Australians who tuned in to SBS’s controversial show Struggle Street were left wondering why the furore?

The documentary series about western Sydney residents doing it tough debuted on Wednesday night despite a public outcry against SBS for peddling “poverty porn”.

Blacktown Mayor Stephen Bali, who staged a protest of garbage trucks at SBS headquarters on Tuesday, claimed the producers deliberately engineered scenes to treat residents with contempt.

But social media overall responded with praise, and after going to air the show was the number on trending Twitter topic in Australia.

“So far Struggle Street on SBS is a revelation. Resilient people. Cold hard reality touched by real love,” Ten Network journalist Paul Bongiorno tweeted after the show.

SBS was praised for treating the people of Mt Druitt with respect, with the show opening a window into the lives of Australians struggling with real social issues.

“I didn’t think it “poverty porn” and nor was it a voyeuristic exercise. It was interesting and heartbreaking,” wrote Twitter user Nick Spurway.

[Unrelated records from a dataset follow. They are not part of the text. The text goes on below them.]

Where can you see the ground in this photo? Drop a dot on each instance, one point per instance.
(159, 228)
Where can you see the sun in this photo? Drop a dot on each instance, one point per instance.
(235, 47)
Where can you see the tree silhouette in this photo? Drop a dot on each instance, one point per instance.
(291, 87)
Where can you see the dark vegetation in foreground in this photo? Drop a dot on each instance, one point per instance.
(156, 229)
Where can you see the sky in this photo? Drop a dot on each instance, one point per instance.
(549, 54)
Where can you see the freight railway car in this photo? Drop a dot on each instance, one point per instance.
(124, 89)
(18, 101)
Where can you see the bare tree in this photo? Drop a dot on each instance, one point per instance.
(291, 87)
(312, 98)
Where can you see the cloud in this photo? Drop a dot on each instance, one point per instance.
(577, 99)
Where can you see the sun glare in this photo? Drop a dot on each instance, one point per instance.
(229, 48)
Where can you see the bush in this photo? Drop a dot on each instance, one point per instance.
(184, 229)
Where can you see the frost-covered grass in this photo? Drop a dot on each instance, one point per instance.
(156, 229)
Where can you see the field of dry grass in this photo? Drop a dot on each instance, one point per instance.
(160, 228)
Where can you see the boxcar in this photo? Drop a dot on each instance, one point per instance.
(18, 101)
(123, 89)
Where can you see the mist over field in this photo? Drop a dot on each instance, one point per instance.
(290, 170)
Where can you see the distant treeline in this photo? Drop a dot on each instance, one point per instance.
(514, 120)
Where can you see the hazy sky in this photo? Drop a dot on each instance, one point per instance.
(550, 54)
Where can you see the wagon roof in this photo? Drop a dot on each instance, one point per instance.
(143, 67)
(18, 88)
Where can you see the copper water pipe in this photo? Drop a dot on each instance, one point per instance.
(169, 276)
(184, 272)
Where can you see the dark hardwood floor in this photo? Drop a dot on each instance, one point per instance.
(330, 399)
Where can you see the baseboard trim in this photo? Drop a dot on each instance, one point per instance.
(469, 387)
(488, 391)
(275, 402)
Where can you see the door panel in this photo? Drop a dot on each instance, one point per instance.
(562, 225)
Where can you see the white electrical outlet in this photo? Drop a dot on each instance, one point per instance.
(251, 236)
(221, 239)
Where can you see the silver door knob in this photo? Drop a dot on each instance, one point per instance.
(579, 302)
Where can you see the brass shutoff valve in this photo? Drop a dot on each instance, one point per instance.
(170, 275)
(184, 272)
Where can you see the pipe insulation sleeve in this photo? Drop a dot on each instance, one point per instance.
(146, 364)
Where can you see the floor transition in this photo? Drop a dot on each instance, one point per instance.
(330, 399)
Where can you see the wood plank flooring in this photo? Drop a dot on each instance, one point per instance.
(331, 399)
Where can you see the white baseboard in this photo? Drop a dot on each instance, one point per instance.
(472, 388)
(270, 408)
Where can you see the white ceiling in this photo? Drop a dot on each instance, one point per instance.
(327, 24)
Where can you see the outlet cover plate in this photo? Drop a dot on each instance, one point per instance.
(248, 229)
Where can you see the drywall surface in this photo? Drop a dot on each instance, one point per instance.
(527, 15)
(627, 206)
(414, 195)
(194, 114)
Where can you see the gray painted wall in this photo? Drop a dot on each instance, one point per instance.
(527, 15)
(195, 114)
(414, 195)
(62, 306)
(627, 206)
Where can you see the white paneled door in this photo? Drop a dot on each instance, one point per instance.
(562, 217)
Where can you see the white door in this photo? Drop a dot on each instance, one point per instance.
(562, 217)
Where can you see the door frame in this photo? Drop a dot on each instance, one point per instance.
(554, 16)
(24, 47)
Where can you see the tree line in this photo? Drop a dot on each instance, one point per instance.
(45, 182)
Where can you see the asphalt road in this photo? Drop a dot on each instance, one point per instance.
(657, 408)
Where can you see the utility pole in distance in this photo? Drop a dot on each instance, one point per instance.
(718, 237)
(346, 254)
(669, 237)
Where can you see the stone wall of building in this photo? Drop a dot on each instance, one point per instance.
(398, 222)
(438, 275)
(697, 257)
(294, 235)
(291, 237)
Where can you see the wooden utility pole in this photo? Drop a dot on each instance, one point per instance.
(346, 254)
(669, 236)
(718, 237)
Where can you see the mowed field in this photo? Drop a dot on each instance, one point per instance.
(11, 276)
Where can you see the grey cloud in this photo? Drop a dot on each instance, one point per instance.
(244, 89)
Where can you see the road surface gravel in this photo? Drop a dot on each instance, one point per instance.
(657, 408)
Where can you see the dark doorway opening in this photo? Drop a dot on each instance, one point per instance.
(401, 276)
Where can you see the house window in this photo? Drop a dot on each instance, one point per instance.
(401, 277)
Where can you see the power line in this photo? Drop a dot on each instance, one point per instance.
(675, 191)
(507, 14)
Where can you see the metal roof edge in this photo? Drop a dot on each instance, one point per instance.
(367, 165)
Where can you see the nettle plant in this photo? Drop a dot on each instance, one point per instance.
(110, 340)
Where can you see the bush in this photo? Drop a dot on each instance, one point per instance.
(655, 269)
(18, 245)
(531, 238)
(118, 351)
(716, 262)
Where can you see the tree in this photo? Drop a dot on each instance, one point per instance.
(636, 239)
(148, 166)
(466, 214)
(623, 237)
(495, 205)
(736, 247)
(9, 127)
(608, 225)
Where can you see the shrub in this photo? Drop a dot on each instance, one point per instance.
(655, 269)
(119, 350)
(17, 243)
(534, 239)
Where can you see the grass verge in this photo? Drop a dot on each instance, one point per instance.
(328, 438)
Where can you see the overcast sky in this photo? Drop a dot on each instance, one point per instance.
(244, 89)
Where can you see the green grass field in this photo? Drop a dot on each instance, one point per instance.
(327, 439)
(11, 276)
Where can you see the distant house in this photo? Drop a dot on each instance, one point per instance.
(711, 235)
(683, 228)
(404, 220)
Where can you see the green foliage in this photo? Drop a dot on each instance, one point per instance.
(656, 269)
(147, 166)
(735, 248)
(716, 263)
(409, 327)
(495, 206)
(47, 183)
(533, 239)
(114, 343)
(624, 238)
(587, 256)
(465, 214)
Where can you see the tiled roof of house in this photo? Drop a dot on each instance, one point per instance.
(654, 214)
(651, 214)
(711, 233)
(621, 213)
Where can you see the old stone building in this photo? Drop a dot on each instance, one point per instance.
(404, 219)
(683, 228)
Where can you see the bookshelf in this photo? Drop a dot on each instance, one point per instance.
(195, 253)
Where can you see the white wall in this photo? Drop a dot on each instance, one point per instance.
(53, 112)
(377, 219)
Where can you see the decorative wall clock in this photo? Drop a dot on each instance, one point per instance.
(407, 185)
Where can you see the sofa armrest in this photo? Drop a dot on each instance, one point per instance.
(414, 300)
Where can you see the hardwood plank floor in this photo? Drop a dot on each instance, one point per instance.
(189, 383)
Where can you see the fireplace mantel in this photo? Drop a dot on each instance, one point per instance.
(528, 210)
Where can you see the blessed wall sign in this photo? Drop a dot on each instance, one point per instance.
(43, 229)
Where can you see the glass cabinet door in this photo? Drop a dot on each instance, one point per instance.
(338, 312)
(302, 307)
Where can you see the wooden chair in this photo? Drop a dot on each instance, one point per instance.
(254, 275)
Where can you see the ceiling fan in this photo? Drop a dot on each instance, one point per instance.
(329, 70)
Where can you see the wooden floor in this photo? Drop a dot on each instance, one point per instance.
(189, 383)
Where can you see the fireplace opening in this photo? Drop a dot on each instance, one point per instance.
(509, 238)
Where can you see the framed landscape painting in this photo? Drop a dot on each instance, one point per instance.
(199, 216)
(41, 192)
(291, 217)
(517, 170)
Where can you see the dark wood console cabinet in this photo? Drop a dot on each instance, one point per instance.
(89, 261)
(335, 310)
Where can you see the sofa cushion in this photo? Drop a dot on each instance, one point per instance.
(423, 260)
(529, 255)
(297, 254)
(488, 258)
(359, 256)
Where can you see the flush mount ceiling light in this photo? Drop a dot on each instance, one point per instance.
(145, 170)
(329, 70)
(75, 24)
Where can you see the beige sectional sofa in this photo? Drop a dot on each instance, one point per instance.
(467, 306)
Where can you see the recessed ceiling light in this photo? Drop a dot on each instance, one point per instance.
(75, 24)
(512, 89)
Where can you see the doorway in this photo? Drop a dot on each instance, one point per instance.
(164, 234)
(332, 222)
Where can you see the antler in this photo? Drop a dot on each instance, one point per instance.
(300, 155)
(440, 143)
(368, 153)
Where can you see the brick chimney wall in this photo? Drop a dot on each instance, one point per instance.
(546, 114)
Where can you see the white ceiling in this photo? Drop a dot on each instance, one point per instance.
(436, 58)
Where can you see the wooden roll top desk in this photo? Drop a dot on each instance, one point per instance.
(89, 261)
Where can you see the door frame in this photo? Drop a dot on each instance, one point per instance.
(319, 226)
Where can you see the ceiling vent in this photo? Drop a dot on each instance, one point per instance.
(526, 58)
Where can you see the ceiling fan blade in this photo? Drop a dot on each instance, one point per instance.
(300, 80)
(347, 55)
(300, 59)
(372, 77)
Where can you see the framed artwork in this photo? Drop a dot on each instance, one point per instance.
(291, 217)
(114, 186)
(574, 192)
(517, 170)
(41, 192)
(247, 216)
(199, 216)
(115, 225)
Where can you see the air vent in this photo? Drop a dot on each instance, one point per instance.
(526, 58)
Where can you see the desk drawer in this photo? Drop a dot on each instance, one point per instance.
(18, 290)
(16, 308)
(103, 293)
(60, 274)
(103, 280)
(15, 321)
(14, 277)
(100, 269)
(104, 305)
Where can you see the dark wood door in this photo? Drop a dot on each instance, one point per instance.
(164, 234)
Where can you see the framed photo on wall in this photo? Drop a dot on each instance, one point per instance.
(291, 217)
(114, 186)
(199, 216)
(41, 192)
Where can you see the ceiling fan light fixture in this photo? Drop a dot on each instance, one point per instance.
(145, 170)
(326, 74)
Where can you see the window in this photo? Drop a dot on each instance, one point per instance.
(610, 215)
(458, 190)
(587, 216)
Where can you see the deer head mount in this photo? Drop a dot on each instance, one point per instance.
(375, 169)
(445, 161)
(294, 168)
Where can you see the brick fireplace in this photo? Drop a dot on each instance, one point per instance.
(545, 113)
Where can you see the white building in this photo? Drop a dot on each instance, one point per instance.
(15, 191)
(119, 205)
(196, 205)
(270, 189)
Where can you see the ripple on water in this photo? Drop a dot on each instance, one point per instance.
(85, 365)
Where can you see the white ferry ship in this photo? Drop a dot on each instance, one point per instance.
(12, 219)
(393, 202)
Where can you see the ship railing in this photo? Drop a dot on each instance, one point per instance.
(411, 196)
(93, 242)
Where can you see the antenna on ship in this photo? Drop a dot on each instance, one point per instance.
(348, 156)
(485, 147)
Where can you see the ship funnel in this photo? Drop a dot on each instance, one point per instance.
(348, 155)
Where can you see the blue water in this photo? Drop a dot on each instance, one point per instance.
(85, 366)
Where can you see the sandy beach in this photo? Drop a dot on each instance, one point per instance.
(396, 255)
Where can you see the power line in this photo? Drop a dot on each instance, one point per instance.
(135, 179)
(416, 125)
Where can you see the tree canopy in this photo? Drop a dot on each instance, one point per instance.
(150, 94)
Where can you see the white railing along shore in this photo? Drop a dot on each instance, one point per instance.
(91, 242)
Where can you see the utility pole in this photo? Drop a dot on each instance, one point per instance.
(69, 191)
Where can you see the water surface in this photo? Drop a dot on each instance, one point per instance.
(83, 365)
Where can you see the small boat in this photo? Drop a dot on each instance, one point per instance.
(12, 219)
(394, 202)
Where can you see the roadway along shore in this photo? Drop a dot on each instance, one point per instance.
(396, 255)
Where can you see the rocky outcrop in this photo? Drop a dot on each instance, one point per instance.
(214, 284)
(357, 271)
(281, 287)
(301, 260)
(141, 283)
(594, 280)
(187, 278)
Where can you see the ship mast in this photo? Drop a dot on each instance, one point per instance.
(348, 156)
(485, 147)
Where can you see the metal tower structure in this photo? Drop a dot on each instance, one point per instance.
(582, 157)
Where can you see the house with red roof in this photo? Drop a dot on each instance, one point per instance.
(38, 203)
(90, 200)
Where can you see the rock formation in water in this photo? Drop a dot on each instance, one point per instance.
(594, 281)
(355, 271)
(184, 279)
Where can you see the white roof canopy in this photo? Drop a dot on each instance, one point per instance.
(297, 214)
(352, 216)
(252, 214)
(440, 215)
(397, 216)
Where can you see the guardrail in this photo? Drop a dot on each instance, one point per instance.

Media commentator and author Mike Carlton tweeted: “I’m thinking #StruggleStreet is a warm and sympathetic portrayal of people doing it tough.”

SBS admitted to cutting scenes from Struggle Street after speaking with participants, and will reportedly condense the final two episodes into one.

It also modified its promo clip, which was slammed for being unfair and distasteful after showing people smoking drugs, fighting, swearing, riding motorbikes in a local park, a man breaking wind and a woman calling a cat a “slut”.

Federal politician Ed Husic, representing the seat of Chifley in western Sydney, praised the show for shinning a light on people less fortunate.

“Ok its promos were WAY out of line but at least Struggle Street spotlights the challenges confronting neighbourhoods in our area,” he tweeted.

However there were some who remained less than impressed, claiming the show wasted public money and made fun of its participants.